[sic] Magazine

Billy Bragg: Liverpool Philharmonic

Reviewer: Gary Stanton

It’s the night following ‘Brown Thursday’ which saw the massacre of New Labour at the local elections. Cameron’s star is burning bright, his benign hamster radiance reaching out to the floating voters and those shafted by the abolition of the ten pence tax band. (namely people with shit, low-paid jobs.) With such a backdrop, Billy Bragg takes to the stage armed with his guitar and material from his new album ‘Mr Love & Justice’. Oh – and a microphone. Despite the new political mood in the country, he doesn’t seem too downhearted. “Let’s have a good old sing-song and warm the cockles of our hearts as the rising blue tide sweeps around our country” he says, presumably having checked the times of high water around Liverpool Bay. It’s this sort of attention to detail which will win him new armies of fans, regardless of where people are slapping the X on their ballot papers.
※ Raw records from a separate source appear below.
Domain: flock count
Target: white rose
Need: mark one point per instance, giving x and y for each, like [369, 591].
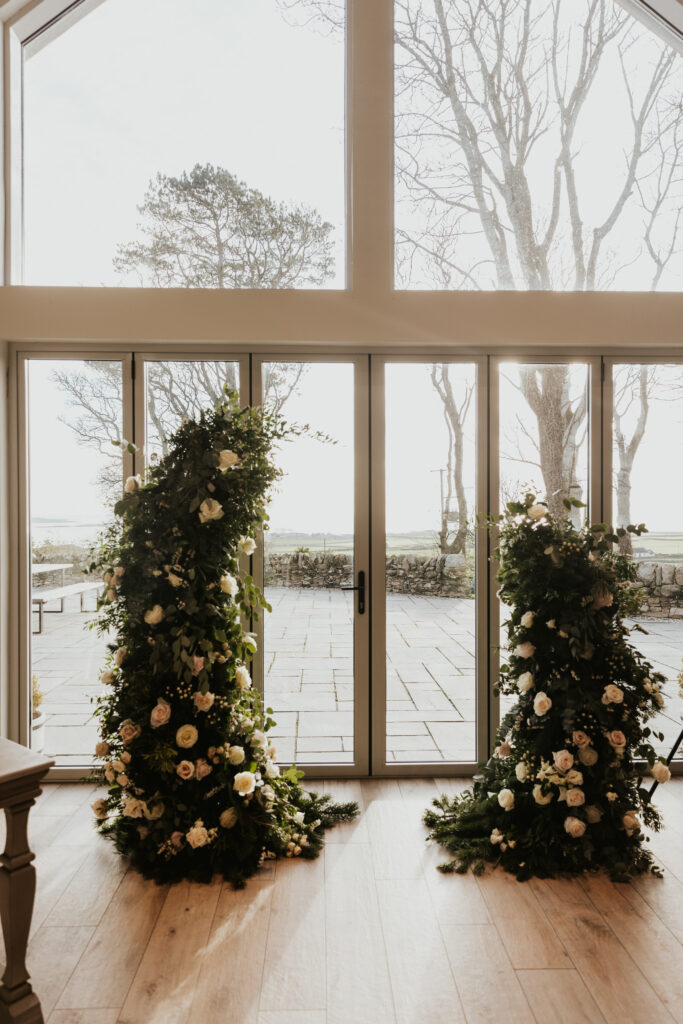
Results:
[659, 771]
[210, 509]
[228, 818]
[186, 736]
[542, 704]
[242, 677]
[160, 714]
[588, 756]
[525, 682]
[198, 836]
[244, 783]
[99, 808]
[228, 585]
[563, 760]
[575, 798]
[506, 799]
[612, 694]
[154, 615]
[247, 545]
[574, 826]
[204, 701]
[227, 459]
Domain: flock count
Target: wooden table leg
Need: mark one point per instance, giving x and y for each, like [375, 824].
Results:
[18, 1003]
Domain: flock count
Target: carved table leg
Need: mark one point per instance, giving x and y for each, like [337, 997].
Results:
[18, 1003]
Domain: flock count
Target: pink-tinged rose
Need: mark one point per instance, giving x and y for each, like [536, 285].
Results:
[129, 731]
[161, 713]
[185, 770]
[574, 827]
[542, 704]
[563, 760]
[204, 701]
[202, 768]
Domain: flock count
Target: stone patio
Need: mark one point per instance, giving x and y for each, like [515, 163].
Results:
[309, 685]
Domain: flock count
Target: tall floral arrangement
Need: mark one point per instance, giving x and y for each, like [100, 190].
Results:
[561, 792]
[194, 785]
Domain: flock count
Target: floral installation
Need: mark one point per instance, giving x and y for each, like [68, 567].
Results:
[561, 792]
[194, 785]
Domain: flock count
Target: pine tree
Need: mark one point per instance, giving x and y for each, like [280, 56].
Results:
[561, 792]
[194, 788]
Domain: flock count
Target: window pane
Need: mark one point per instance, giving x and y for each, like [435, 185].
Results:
[647, 457]
[185, 144]
[75, 412]
[430, 630]
[538, 146]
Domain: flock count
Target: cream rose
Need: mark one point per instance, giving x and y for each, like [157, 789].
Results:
[160, 714]
[204, 701]
[186, 736]
[242, 677]
[129, 731]
[227, 459]
[612, 694]
[154, 615]
[185, 770]
[563, 760]
[244, 783]
[659, 771]
[228, 818]
[210, 510]
[525, 682]
[574, 826]
[506, 799]
[588, 756]
[198, 835]
[247, 545]
[228, 585]
[542, 704]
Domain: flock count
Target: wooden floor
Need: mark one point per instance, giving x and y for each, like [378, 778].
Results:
[369, 934]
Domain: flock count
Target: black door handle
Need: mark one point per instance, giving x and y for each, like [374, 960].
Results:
[361, 592]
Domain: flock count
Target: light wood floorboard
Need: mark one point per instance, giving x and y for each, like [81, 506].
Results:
[371, 933]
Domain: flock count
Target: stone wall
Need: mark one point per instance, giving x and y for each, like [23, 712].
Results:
[663, 590]
[442, 576]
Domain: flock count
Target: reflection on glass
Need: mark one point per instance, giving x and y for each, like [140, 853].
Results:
[308, 556]
[430, 492]
[179, 389]
[513, 171]
[647, 466]
[227, 175]
[75, 412]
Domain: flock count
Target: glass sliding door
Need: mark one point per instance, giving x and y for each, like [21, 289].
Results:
[647, 487]
[75, 411]
[313, 644]
[426, 705]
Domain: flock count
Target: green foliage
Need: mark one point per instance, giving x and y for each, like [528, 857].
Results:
[194, 788]
[560, 794]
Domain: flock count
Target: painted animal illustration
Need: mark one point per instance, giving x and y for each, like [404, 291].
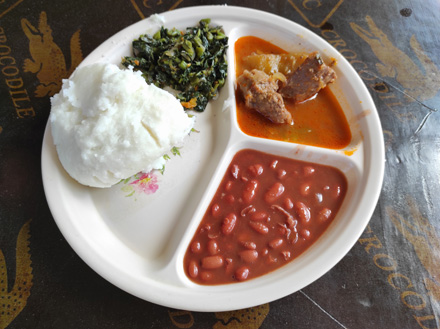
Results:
[250, 318]
[13, 302]
[422, 235]
[48, 61]
[421, 83]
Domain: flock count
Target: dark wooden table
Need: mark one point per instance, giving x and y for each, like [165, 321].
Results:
[389, 279]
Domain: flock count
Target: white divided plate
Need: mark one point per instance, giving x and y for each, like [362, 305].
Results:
[136, 239]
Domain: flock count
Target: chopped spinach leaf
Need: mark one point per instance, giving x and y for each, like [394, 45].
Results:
[192, 62]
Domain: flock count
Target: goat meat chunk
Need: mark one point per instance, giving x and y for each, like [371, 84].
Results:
[260, 93]
[308, 79]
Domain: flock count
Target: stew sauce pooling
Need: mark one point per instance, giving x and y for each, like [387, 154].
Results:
[319, 121]
[267, 210]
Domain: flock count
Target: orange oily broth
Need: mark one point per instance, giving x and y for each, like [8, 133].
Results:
[318, 122]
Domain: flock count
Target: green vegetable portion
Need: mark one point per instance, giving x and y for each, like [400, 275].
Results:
[193, 63]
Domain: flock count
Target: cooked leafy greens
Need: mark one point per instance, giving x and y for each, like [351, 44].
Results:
[192, 62]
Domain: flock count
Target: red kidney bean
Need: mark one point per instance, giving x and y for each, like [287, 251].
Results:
[259, 227]
[215, 210]
[288, 203]
[294, 238]
[276, 243]
[242, 273]
[212, 262]
[256, 169]
[318, 197]
[291, 223]
[281, 173]
[274, 192]
[305, 233]
[234, 171]
[206, 228]
[193, 269]
[324, 214]
[249, 245]
[212, 247]
[249, 256]
[196, 247]
[302, 211]
[308, 170]
[229, 198]
[249, 191]
[229, 224]
[206, 276]
[259, 216]
[247, 210]
[305, 189]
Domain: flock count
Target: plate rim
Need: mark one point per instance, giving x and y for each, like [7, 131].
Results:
[228, 302]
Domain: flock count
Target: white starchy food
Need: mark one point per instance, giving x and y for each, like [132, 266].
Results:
[109, 124]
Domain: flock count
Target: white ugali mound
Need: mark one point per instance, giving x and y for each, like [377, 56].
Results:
[109, 124]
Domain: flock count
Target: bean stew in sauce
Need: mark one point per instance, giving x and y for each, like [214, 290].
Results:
[267, 210]
[318, 122]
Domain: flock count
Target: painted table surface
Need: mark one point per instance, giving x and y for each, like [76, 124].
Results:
[389, 279]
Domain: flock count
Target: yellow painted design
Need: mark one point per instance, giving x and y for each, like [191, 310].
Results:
[48, 61]
[313, 7]
[422, 235]
[6, 6]
[148, 4]
[250, 318]
[422, 83]
[14, 301]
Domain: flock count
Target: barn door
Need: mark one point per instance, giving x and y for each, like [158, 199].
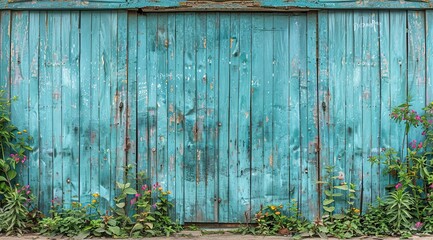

Bragg’s last gig in Liverpool was in Walton jail, where he taught a course in songwriting to inmates. When you’re banged up in a cell for twenty-three hours a day and your “free” hour is spent being sodomised without lubricant or affection by a hairy-armed con with the name “Julie” tattooed to the base of his penis and you’re focusing on shower room’s dodgy plumbing in an effort to convince yourself that you are somewhere else, at least you can console yourself with the fact that it’s cracking songwriting material. Tonight Bragg performs a tune written by an inmate called ‘April Fool’s Day’ about a recent directive stating that prisoners are no longer allowed to have home-made CD compilations brought into them by relatives. This new ruling fits snugly alongside the one which states “inmates are not permitted to receive bags of heroin stuffed up someone’s arse and passed to them orally during visits” As the directive was issued on the first day of April the lag naturally assumed it must be some kind of wind-up. A joke played on them by the screws. It wasn’t. The message that “Home Taping is Killing Music” has obviously worked its way up to the higher echelons of government, and not before time. The tune gets the warmest round of applause of the night and holds it’s own against the stuff from the Bragg’s new album.

Bragg goes on to recall the time when he became radicalised. Years ago, as an Office Junior, he worked with people he describes as casual racists, believing himself complicit in their racism because he failed to challenge it. It was when he saw The Clash playing a Rock Against Racism gig that he felt his perspective on the world had changed forever. It was a place that could be made better. Bragg hopes that we will all have our “Clash Moment”. I’m still waiting for mine. For Terry from Admin, also at the gig, a pseudo-Clash Moment arrived when he saw Gary Numan landing his private jet erratically on the evening news. I point out to him that this is more a Numan moment, in itself probably not an unpleasant thing. Terry’s Weltanschauung (look it up) had, hopefully like Gary’s plane, undergone a significant overhaul. Not overly concerned with social justice, he voted for Thatcher and made it his life’s aim to own a twin-engined Cessna before the age of forty. In the prevailing spirit of opportunism, he bought his council house with money from an armed robbery (relax – he drove the car and the guns were fakes) and expected it’s value to rise in line with the bullish property market. However, due to an injudicious installation of stone-cladding, he watched its value plummet relative to other houses in the street. First-time buyers would tour the property with air of scepticism before mumbling something about the water pressure. Undeterred, he pressed on. When the Utilities were privatised he invested in shares. As instructed by the adverts of the time, he “saw Sid and told him”, although what he actually told Sid was to trim back his Leylandii conifers or face legal action; Sid in this instance being his long-suffering next-door neighbour of eighteen months. Terry never did get his mits on that plane, but as early as last year he made his first down payment on a Mini Cooper. Whoever said the entrepreneurial spirit was dead didn’t reckon on Terry’s self-suffciency and determination, and the fact that his wealthy and now deceased Aunt was prone to Deep-Vein Thrombosis – Terry being the chief benefactor, in spite of not visiting her in hospital.

There’s a moral in all of this but I’m fucked if I know what it is.

Among the highlights of tonight’s show is a new track called ‘O’ Freedom what liberties are taken in thy name’. They are still haggling over that one in Westminster. Other favourites are ‘Tank Park Salute’, an acoustic version of ‘Sexuality’, a sing-a-long to ‘New England’ and ‘Great Leap Forward’ ( 40 million dead ) which isn’t about salmon, Jonathan Edwards or absent-mindedly leaving your car in gear, although I like to think that’s it’s about all three in no particular order but maybe the salmon edging it. Bragg describes himself as a Marmite artist: you either love him or you hate him. Whilst not being particularly nostalgic for the days when the Unions had a hand cupped firmly around the nation’s testicles, I’m generally with the “Ayes” on this one.